Die Lichtwark-Schule, 1914 in Winterhude als Realschule mit dem Bildungsziel selbstbestimmter und verantwortlicher Teilhabe an der Demokratisierung des gesellschaftlichen Lebens gegründet, war die einzige Oberschule der Reformschulbewegung, die bis zum Abitur führte. Sie wurde das Aushängeschild der Bewegung in der Hansestadt.7

Ihr Konzept war ein konsequentes Kontrastprogramm zu den pädagogischen Zielen der Realschulen und Gymnasien. Einer der Pädagogen der Lichtwark-Schule fand dafür prägnante Formulierungen:

»Frei von jedem Nützlichkeitsgedanken lebt sich der Schüler Jahr für Jahr mehr hinein in die deutsche Sprache und Literatur, deutsches Staats- und Wirtschaftsleben, deutsche Kunst und deutsches Volkstum, indem er die Gegenwart in ihrer Entstehung aus der Vergangenheit kennenlernt und durch eigene Arbeit in sie hineinwächst. Auf die eigene Arbeit aber kommt es an. Die Lichtwark-Schule lehnt den einseitigen Intellektualismus unseres bisherigen Bildungswesens ab. In der Schule soll selbständig gearbeitet, nicht nur gelernt werden.«8

Der Lehrplan stellte kulturelle Werte in den Mittelpunkt und betonte den Gemeinschaftsgedanken. Die wichtigsten Fächer waren Deutsch, Englisch, Geschichte, Erdkunde, Musik, Kunst, Wirtschaftslehre sowie Werkunterricht. Die Einführung der Koedukation und die tägliche Sportstunde stellten weitere Besonderheiten dar. Rektor der Schule war von 1926 bis zu seiner Entlassung 1933 der spätere Schulsenator Heinrich Landahl.

Gelassen, aufmerksam, selbstbewusst. Ein Hamburger Jung aus einfachen Verhältnissen, mit Blick nach vorn.

Die Bildungs- und Erziehungsziele dieser Schule, vor allem ihr freiheitlicher, weltoffener Geist, der die Urteilsfähigkeit der jungen Menschen stärken wollte, waren für das NS-Regime unerträglich. Schon 1933 begannen die Diffamierungen als »Mistbeet«, als »Judenschule« und »roter Saustall«. Im Zuge der von den Nationalsozialisten betriebenen Gleichschaltung wurde das Profil der Schule schrittweise verändert.

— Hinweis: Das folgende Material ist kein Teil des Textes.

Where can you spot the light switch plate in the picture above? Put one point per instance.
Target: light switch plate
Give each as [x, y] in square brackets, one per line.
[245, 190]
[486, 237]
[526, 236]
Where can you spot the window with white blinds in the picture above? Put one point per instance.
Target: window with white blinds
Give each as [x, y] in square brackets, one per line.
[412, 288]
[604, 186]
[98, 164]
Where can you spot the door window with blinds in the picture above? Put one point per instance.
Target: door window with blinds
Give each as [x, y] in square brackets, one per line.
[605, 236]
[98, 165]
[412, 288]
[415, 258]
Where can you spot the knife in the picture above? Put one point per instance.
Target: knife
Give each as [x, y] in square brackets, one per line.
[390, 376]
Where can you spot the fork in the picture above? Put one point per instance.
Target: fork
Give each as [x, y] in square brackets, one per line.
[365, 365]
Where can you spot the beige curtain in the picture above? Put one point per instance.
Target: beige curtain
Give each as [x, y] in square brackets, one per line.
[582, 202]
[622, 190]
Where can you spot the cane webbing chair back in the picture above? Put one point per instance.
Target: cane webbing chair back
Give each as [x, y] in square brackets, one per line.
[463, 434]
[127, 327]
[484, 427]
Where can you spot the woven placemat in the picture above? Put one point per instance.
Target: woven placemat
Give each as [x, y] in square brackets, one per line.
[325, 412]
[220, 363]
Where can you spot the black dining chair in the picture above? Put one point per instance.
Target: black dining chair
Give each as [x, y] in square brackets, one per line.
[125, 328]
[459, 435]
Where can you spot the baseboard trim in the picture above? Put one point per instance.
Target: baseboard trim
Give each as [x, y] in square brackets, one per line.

1937 wurde die Lichtwark-Schule endgültig von der Landesunterrichtsbehörde aufgelöst und mit dem Heinrich-Hertz-Realgymnasium zur Oberschule am Stadtpark für Jungen zusammengelegt. Helmut Schmidt und Hannelore Glaser gehörten zum letzten Jahrgang, der 1937 hier die Reifeprüfung ablegen konnte.

Für Helmut Schmidt war das Leben unter und mit dem NS-Regime mit Problemen verbunden. Er stammte aus einem unpolitischen Elternhaus, in dem über Politik nicht diskutiert wurde. Das galt selbst dann, wenn es sich um Vorgänge handelte, die die Familie unmittelbar betrafen, wie während des »Hamburger Aufstands« der KPD im Oktober 1923. Zu dessen Zentren gehörte Barmbek, wo die Familie wohnte. Gegenüber der Wohnung in der Richardstraße brannte die Wagnerbrücke, eine Holzbrücke über den Eilbekkanal, ab; Helmut Schmidt erinnerte sich später daran, und ebenso an das Schweigen in der Familie anlässlich des Geschehens. Auch so schwerwiegende Ereignisse wie der »Altonaer Blutsonntag« am 17. Juli 1932, der als Folge eines SA-Propagandamarsches achtzehn Todesopfer forderte und zum »Preußenschlag« führte, blieben in der Familie Schmidt ohne Resonanz.9

Inzwischen wohnte die Familie in der Schellingstraße 9 in Eilbek. Dort waren Gewalttätigkeiten zwischen Nazis und Kommunisten 1932 und Anfang 1933 an der Tagesordnung. Der Todeskampf der Weimarer Republik fand auf den Straßen und in den Hinterhöfen statt. Wenn dabei für die Anwohner Gefahr drohte, weil geschossen wurde, übernahm der einstige Frontsoldat Gustav Schmidt das Kommando und befahl seiner Familie: »Licht aus, unter die Fensterbank ducken!« Das war alles.10

Aber es gab Situationen, in denen die Eltern um Erklärungen und Begründungen nicht herumkamen. 1932 hatten sie ihrem Sohn Helmut verboten, Mitglied einer der vielen Jugendgruppen zu werden, die damals mit Freizeitangeboten ganz unterschiedlicher Art, vor allem aber mit Gemeinschaftserlebnissen, etwa am Lagerfeuer, die Jugendlichen lockten. Die Gruppen wollten die arbeitslosen Jugendlichen in ein stabiles Sozialgefüge einbinden und vor dem Abgleiten in die Kriminalität oder die politische Radikalität bewahren.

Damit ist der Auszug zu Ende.